This is just a short description of my work flow, if you want to find hole work take a look at newPima Jupyter notebook or html file.
If your know about some supervised learning and want to apply you knowleadge with different classifier then this is the best data-set you can start with.
Last accouracy result :
GradientBoostingClassifier mean accuracy: 82.485 %
SVM classifier with linear kernel mean accuracy: 83.863 %
MLPClassifier(neural network mean accuracy: 85.153 %
RandomForestClassifier mean accuracy: 76.593 %
Extra Trees Classifier : 76.29 %
Recurment :
-
python 3.6
-
numpy
-
panda
-
matplotlib
-
seaborn
-
tensorflow
Data :
We have 768 instances and the following 8 attributes:
-
Number of times pregnant (preg)
-
Plasma glucose concentration a 2 hours in an oral glucose tolerance test (plas)
-
Diastolic blood pressure in mm Hg (pres)
-
Triceps skin fold thickness in mm (skin)
-
2-Hour serum insulin in mu U/ml (insu)
-
Body mass index measured as weight in kg/(height in m)^2 (mass)
-
Diabetes pedigree function (pedi)
-
Age in years (age)
Step :
-
Look the data carefully : In this part we see that there are so many zero or empty value in the data-set.
-
Vizualize the data : First i use some libary of matplotlib to vizualize the data next i use weka for an experiment. Weka give me more sensible result.
-
Look number of empty or zero value in each feature.
-
Choose the best feature that work for the data-set. Like Number of times pregnant is not a very good feature to be use. I use Weka to choose the best feature.
-
I find four feature is useful :
1. Age 2. BMI 3. Glucose 4. DiabetesPedigreeFunction
-
Then i apply 6 different classifier on this data-set and yes i choose training data and test data differently. I use libary from scikit-learn.

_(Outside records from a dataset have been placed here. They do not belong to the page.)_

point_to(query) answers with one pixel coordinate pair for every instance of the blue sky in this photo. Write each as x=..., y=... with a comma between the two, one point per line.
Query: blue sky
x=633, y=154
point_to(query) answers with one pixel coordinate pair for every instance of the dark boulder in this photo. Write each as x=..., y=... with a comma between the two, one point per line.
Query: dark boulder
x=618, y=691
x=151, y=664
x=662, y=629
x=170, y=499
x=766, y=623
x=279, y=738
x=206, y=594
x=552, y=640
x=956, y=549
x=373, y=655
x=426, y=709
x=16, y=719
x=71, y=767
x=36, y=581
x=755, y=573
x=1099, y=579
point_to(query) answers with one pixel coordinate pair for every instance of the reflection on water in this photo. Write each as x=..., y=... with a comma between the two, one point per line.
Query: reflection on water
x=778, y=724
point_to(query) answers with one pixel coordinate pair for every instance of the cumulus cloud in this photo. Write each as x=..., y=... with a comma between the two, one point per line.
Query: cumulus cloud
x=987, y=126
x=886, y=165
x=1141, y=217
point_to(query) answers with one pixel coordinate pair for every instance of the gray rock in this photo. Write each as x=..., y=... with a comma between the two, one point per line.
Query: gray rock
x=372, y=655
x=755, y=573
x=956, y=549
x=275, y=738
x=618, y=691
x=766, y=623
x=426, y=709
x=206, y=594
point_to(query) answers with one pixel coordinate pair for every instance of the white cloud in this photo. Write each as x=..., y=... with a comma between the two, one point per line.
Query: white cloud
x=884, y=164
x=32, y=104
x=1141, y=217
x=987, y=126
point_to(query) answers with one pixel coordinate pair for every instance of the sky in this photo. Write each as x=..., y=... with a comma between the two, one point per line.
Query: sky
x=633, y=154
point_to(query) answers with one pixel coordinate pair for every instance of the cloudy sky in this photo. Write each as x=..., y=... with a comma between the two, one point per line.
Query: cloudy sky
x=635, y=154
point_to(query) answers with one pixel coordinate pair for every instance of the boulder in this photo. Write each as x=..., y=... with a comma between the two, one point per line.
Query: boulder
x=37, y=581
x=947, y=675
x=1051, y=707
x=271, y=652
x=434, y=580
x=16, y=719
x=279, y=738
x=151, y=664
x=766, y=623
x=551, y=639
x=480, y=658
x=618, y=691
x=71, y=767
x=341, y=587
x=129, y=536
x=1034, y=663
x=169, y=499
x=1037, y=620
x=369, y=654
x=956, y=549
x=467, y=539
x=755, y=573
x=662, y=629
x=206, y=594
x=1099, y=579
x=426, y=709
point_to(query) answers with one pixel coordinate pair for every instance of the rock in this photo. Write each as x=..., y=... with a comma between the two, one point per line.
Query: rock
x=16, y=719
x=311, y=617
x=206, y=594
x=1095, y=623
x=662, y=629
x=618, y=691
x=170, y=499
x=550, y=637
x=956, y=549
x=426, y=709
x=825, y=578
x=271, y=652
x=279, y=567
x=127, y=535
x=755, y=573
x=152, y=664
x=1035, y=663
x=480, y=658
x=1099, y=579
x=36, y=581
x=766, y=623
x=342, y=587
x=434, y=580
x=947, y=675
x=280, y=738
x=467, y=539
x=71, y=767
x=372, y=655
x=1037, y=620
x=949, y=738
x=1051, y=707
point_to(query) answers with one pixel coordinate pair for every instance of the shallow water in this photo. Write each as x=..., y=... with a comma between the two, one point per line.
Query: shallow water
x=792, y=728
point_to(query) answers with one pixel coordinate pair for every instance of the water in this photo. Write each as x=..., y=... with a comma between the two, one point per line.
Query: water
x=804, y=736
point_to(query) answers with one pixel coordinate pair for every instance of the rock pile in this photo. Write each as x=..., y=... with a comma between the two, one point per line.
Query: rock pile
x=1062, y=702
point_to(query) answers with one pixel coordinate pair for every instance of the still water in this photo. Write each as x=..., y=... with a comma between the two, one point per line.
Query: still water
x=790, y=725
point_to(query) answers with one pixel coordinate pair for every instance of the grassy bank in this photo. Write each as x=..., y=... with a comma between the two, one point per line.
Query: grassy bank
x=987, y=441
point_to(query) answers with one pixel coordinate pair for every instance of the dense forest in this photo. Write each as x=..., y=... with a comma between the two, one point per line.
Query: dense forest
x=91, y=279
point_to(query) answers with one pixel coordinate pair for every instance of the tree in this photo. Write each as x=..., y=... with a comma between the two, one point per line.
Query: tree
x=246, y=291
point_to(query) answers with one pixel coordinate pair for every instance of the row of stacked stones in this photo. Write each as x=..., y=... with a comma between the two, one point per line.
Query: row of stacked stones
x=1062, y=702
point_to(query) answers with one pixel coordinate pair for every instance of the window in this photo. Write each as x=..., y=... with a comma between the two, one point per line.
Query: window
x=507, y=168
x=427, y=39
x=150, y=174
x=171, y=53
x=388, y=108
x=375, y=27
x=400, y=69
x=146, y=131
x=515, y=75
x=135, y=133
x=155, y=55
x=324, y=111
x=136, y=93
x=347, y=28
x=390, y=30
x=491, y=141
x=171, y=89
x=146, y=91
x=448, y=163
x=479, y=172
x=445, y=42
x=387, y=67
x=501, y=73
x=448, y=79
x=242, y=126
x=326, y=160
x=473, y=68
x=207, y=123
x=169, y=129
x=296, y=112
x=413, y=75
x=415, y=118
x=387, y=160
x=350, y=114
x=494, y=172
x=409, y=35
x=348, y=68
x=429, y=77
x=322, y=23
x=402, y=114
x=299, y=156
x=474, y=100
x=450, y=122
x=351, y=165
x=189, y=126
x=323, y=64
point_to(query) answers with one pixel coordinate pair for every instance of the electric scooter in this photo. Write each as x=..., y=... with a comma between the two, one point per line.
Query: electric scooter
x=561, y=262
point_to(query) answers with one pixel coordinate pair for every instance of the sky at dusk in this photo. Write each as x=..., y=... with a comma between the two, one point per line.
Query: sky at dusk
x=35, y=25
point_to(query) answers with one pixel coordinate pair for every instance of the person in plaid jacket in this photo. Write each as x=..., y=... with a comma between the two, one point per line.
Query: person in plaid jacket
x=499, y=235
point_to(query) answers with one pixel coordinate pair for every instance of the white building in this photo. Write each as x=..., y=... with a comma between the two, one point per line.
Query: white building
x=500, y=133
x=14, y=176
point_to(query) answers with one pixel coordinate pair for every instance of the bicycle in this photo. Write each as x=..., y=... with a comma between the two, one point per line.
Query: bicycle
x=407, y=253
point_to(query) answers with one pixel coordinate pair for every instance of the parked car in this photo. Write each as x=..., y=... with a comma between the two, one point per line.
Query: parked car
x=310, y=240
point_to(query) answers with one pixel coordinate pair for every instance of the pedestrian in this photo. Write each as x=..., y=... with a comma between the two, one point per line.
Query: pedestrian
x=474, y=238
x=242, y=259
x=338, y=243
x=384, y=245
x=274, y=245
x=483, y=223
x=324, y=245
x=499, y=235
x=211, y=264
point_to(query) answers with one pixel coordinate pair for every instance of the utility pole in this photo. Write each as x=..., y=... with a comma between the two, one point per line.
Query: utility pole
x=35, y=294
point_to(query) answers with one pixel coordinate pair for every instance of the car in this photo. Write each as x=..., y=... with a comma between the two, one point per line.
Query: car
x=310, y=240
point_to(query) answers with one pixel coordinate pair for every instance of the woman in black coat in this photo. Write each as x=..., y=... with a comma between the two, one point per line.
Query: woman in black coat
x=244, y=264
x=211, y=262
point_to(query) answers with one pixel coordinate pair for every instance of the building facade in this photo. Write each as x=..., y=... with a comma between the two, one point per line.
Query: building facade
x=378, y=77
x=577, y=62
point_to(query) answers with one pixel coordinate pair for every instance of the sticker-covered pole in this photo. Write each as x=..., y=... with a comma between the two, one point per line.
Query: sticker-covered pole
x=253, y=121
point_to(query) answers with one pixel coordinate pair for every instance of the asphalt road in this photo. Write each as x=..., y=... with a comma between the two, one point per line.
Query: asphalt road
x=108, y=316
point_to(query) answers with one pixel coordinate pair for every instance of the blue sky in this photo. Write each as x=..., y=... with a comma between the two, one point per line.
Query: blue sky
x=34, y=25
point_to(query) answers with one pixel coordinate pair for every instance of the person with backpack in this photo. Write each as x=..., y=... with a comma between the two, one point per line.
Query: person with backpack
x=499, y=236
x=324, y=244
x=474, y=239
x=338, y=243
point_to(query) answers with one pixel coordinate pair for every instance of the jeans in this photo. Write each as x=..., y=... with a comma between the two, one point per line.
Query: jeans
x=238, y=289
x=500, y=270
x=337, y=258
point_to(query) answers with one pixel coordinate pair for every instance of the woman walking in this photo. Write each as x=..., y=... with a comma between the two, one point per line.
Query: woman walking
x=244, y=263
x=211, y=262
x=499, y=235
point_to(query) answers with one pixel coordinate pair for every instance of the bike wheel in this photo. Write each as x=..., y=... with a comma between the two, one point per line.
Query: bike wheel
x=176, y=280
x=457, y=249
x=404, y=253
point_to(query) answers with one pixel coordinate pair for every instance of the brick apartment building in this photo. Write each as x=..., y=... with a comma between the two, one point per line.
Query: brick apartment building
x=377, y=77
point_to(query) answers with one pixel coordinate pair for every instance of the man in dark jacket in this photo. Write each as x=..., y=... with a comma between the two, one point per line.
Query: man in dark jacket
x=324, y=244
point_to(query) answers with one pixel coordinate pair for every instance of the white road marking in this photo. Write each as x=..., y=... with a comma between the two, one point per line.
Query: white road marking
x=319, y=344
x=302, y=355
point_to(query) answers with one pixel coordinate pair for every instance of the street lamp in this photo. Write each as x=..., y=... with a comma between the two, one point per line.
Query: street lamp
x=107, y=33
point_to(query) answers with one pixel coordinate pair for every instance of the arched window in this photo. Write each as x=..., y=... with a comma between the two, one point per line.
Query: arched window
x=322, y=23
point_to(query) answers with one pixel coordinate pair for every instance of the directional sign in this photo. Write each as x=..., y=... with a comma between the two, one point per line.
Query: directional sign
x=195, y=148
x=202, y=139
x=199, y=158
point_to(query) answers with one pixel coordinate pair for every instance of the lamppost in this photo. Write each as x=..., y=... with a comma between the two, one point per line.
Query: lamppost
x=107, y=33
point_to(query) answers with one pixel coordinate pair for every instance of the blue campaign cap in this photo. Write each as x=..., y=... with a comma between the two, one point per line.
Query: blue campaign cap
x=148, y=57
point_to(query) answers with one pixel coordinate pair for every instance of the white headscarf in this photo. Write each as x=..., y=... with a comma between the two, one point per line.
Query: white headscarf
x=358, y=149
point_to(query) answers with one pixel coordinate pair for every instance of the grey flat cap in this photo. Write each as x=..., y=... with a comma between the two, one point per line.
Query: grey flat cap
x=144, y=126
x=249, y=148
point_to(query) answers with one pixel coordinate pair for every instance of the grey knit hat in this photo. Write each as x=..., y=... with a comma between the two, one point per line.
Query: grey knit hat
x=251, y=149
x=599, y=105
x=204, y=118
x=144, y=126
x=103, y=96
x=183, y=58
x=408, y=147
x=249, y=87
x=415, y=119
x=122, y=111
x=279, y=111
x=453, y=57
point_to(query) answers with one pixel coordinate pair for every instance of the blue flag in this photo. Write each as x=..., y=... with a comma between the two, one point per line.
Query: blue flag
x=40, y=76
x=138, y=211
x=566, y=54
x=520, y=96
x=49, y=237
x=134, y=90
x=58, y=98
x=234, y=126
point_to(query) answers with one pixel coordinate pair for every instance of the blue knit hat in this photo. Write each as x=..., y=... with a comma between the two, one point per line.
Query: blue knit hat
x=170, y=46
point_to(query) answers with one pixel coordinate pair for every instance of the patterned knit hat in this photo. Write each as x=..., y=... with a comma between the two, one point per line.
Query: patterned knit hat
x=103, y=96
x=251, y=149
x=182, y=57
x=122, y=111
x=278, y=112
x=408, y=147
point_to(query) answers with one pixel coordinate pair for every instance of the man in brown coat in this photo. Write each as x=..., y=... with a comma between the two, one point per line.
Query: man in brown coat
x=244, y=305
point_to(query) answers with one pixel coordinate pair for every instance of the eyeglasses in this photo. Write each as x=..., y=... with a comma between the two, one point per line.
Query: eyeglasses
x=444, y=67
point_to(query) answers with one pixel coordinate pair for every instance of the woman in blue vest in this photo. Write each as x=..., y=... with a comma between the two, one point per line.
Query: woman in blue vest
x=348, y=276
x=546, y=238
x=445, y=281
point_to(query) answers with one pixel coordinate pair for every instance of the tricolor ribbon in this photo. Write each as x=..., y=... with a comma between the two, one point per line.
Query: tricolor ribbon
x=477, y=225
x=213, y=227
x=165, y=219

1. 'K nearest neighbors', 2. 'Decision Tree Classifier', 3. 'SVM classifier with RBF kernel', 4. 'SVM classifier with linear kernel', 5. 'Gaussian Naive Bayes', 6. 'GradientBoostingClassifier 7. MLPClassifier(neural network)
-
No, we reach just 77.407% accouracy.
-
Replace the zero or empty data with there mean value.
-
Then again visualize the data.
-
Select 4 feautre that are useful.
-
Again Apply the classifier's.
-
No, we are not done yet. Just 79.65 %.
-
Take the top 3 classifier that work well for the data-set.
-
Read the documention from scikit learn of those. Know about their parameter.
-
Then try diiferent combitaion of parameter, if you take a ML course you should you know how to use this wisely.
-
At last in MLP classifier we get 85% by applying 4 hidden layer and number of neuron 15,7,7,3 accordingly.